Le Niger se trouve face à un sombre présage pour la démocratie. L’avant-projet de loi du PNDS-Tarayya, le principal parti au pouvoir, concernant le régime général des élections et des référendums, fixe les cautions et les participations aux frais électoraux à des montants faramineux :
Deux cent millions (200.000.000) de francs CFA par candidat, pour l’élection du Président de la République ; Cinquante millions (50.000.000) francs CFA par la liste de candidats pour toutes les circonscriptions ordinaires à titre de participation aux frais électoraux pour les élections législatives ; Vingt-cinq millions (25.000.000) francs CFA par candidat pour les circonscriptions spéciales à titre de participation aux frais électoraux, pour les élections législatives ; Deux millions (2.000.000) francs CFA par liste, pour les élections locales. Les sommes colossales exigées posent la question de l’accessibilité démocratique aux postes politiques. Quels pourraient être les impacts de ce projet sur la démocratie nigérienne si celui-ci était adopté ?
Des barrières financières inconciliables avec la réalité économique
Dans un pays où le Salaire minimum interprofessionnel garanti (Smig) est l’un des plus bas de la sous-région, soit 42.000 F CFA, et où le citoyen vit avec moins d’un dollar par jour, il semble inconcevable de demander à un candidat potentiel de verser au Trésor public une somme aussi exorbitante. Le moindre poste de conseiller local demanderait plusieurs siècles d’épargne. Que dire alors des autres fonctions, plus élevées et encore plus onéreuses ? Il en résulte une exclusion de facto de candidats potentiels, et un appauvrissement de la diversité des voix représentées. La démocratie se meurt ainsi dans l’œuf, privée d’aspirants nés de la volonté populaire, pour laisser la place à un cercle restreint de privilégiés.
Une trajectoire démocratique catastrophique
Ces dispositions nous éloignent dramatiquement du principe sacro-saint de la démocratie, “un homme, une voix”. L’argent devient le décideur suprême, engendrant une trajectoire potentiellement catastrophique pour la démocratie représentative au Niger.
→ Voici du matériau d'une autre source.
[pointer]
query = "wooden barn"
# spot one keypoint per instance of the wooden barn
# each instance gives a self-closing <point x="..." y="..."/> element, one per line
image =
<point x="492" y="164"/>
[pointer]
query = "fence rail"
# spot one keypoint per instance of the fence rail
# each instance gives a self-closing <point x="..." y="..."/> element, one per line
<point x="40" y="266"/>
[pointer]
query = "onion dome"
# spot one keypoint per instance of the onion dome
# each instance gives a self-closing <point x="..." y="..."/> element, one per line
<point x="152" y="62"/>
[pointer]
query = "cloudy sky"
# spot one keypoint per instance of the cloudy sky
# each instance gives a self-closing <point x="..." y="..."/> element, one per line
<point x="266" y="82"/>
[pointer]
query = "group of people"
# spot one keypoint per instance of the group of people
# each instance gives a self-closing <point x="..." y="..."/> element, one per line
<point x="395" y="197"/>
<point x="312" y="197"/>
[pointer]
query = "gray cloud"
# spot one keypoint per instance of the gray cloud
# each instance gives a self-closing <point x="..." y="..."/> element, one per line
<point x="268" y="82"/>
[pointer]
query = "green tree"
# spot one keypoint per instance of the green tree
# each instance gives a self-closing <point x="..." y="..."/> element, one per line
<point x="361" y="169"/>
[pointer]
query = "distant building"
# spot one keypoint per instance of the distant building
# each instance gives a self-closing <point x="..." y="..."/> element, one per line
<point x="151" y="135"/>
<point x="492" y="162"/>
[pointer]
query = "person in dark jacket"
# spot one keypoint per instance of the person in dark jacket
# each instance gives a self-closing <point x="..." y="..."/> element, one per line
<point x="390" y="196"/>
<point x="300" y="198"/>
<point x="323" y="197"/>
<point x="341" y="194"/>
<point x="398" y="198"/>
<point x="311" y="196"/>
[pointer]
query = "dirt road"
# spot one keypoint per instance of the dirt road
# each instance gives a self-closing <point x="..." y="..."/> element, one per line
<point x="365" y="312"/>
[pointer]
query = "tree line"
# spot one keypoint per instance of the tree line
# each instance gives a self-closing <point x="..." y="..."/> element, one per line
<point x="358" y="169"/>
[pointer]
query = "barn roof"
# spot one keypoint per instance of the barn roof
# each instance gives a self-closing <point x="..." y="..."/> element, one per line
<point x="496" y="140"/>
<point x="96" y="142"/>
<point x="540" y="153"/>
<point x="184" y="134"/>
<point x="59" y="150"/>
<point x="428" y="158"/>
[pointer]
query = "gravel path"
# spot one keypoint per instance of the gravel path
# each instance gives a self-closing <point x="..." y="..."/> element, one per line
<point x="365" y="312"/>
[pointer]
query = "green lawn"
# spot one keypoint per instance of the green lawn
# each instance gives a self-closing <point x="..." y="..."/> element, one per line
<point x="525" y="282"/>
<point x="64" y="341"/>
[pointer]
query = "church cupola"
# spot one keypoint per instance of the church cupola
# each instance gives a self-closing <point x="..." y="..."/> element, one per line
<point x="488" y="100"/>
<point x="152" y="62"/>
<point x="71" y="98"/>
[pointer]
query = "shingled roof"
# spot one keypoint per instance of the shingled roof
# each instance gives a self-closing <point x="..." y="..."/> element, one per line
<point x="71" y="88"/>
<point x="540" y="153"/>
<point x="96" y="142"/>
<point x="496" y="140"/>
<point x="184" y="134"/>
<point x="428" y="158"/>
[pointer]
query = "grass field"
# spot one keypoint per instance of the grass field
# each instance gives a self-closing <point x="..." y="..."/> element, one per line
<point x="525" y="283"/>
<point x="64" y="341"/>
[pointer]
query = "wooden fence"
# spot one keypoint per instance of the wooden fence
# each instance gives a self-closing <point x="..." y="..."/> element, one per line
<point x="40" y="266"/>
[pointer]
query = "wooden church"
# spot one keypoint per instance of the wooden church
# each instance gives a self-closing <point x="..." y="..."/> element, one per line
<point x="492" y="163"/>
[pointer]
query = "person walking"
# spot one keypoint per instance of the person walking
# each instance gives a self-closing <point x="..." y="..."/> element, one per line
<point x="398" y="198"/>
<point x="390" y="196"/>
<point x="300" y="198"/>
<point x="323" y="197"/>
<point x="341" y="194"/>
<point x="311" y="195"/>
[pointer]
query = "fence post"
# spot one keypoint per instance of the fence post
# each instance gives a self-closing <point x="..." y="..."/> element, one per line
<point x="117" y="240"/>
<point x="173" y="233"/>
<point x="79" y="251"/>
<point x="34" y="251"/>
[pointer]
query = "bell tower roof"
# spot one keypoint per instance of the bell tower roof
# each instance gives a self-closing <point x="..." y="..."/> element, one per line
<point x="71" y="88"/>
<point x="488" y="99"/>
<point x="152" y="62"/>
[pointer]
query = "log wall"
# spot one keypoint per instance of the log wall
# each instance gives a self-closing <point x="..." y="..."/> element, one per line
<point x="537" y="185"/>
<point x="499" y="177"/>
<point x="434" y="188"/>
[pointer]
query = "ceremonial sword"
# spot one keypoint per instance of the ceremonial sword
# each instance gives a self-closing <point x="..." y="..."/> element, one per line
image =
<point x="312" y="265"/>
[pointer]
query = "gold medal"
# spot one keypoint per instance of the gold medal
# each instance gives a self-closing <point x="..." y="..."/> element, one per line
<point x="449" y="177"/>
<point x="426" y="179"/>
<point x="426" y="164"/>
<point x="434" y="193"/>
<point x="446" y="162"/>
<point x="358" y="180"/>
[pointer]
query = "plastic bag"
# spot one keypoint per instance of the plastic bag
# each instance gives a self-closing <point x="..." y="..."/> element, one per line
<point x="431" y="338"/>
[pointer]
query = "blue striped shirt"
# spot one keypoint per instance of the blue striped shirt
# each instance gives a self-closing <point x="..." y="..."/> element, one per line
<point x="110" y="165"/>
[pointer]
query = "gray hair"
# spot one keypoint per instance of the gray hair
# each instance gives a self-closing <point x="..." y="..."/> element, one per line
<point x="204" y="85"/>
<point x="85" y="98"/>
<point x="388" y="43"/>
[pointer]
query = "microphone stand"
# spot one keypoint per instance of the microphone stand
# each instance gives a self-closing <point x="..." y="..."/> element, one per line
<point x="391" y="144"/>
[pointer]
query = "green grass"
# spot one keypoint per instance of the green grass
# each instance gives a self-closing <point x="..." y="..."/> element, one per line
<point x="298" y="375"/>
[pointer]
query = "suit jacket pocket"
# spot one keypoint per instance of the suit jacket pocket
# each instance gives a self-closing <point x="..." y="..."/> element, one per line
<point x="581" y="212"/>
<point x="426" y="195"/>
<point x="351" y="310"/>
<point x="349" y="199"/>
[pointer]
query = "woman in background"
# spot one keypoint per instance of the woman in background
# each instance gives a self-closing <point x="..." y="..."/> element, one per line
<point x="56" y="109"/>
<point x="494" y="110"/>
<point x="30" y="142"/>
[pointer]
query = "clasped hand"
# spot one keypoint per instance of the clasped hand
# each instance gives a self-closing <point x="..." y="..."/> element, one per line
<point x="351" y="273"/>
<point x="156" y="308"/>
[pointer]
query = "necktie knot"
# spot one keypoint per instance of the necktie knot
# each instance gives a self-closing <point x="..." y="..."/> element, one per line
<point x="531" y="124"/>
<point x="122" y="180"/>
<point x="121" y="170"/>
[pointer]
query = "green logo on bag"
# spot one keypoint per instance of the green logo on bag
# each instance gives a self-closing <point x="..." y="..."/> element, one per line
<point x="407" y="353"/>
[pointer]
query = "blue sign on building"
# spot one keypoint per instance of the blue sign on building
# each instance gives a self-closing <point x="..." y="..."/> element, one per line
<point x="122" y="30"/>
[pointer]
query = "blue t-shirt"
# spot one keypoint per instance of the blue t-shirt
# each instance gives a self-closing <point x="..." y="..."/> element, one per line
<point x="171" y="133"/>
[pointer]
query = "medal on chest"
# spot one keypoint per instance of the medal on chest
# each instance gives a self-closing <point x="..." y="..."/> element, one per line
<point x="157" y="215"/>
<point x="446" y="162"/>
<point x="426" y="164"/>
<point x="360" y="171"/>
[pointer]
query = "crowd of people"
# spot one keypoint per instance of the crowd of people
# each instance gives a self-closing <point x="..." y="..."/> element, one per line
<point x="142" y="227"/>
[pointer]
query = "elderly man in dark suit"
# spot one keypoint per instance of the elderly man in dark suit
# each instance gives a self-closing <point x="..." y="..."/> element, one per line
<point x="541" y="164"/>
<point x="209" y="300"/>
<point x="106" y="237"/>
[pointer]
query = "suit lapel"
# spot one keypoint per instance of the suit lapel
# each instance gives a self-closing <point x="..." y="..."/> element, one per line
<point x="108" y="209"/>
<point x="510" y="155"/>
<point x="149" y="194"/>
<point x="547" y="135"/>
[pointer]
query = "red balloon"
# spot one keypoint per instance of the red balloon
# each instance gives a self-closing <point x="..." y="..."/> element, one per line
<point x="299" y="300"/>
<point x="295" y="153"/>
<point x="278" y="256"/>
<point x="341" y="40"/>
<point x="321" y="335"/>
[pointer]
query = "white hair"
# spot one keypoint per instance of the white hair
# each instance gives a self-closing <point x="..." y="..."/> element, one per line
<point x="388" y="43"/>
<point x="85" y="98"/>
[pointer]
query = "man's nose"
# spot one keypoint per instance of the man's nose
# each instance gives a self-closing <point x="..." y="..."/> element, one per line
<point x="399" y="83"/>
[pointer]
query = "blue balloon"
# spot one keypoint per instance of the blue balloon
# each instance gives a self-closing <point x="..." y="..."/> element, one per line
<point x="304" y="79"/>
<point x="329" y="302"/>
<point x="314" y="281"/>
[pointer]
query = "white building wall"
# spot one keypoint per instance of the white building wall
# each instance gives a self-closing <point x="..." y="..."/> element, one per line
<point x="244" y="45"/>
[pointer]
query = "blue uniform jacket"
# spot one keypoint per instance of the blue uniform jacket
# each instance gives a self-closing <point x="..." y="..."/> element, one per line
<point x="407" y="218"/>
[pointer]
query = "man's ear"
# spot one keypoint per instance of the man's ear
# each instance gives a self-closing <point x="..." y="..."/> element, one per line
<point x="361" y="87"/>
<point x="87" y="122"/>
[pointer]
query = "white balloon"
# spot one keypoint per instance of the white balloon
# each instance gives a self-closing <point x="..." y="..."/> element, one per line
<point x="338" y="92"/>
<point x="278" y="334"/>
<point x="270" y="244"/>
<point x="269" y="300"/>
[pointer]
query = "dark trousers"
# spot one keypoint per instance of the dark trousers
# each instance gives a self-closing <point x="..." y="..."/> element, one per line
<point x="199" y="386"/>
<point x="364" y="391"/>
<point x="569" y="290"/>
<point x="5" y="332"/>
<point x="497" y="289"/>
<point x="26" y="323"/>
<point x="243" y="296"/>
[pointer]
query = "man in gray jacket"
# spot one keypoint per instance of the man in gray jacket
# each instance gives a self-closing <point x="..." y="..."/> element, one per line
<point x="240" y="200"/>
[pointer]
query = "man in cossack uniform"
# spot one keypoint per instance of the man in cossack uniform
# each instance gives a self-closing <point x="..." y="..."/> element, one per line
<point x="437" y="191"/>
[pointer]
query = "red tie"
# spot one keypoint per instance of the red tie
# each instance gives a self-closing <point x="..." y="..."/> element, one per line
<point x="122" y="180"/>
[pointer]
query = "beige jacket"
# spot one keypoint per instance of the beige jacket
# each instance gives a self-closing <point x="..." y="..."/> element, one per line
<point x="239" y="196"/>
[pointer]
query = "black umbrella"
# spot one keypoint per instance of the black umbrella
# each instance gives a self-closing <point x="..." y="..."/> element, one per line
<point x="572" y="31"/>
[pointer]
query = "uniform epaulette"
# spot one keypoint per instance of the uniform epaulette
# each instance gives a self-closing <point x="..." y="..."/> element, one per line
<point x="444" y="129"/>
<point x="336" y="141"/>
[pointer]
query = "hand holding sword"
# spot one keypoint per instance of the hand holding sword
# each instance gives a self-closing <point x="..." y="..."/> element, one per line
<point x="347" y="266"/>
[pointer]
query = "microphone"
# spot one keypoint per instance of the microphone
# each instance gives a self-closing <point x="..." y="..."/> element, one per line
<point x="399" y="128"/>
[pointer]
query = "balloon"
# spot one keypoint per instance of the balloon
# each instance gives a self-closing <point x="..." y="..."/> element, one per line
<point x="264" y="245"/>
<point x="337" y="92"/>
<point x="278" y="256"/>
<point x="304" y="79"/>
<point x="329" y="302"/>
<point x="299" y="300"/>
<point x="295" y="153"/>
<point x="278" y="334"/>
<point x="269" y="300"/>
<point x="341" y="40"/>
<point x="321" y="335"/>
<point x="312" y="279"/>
L’argent va déterminer la composition des assemblées et le profil des élus et, de ce fait, influencera inévitablement les choix de société et les orientations économiques. Cela va ériger un mur infranchissable pour la majorité des Nigériens, en limitant la participation politique à une élite restreinte. En effet, l’opulence serait de facto le seul critère d’éligibilité, reléguant les compétences, l’intégrité et l’engagement au second plan.
Le cercle vicieux des inégalités
Cette configuration pourrait enclencher un cercle vicieux qui entraînera une dérive autoritaire, où seuls les intérêts des classes supérieures seront pris en compte. Le “pouvoir du portefeuille” semble vouloir supplanter l’essence de la démocratie, et ouvre la porte à une abstention massive lors des élections. Cette abstention, déjà conséquente lors des élections, ne fera que croître face à cette confiscation du pouvoir par une minorité. Les classes populaires, privées de leur voix, verront leurs intérêts foulés aux pieds.
Combattre cet avant-projet de loi
L’idée selon laquelle ceux qui ont réussi seraient au final plus à même de décider pour la majorité ce qui est bon pour nous tous semble en voie de remplacer une démocratie qui n’en a plus que le nom. L’essence même de la démocratie, qui suppose une participation équitable de tous les citoyens, est ainsi sacrifiée sur l’autel de l’élitisme. Une situation qui va conduire non seulement à une perte de confiance dans les institutions mais aussi à un rejet de la démocratie.
Cet avant-projet de loi, s’il est adopté, risque de creuser un gouffre entre le peuple et ses représentants, et de priver la démocratie nigérienne de sa vitalité et de sa pluralité et ouvrirait inéluctablement la voie à une crise démocratique majeure. Il est donc impératif de le dénoncer e de le combattre.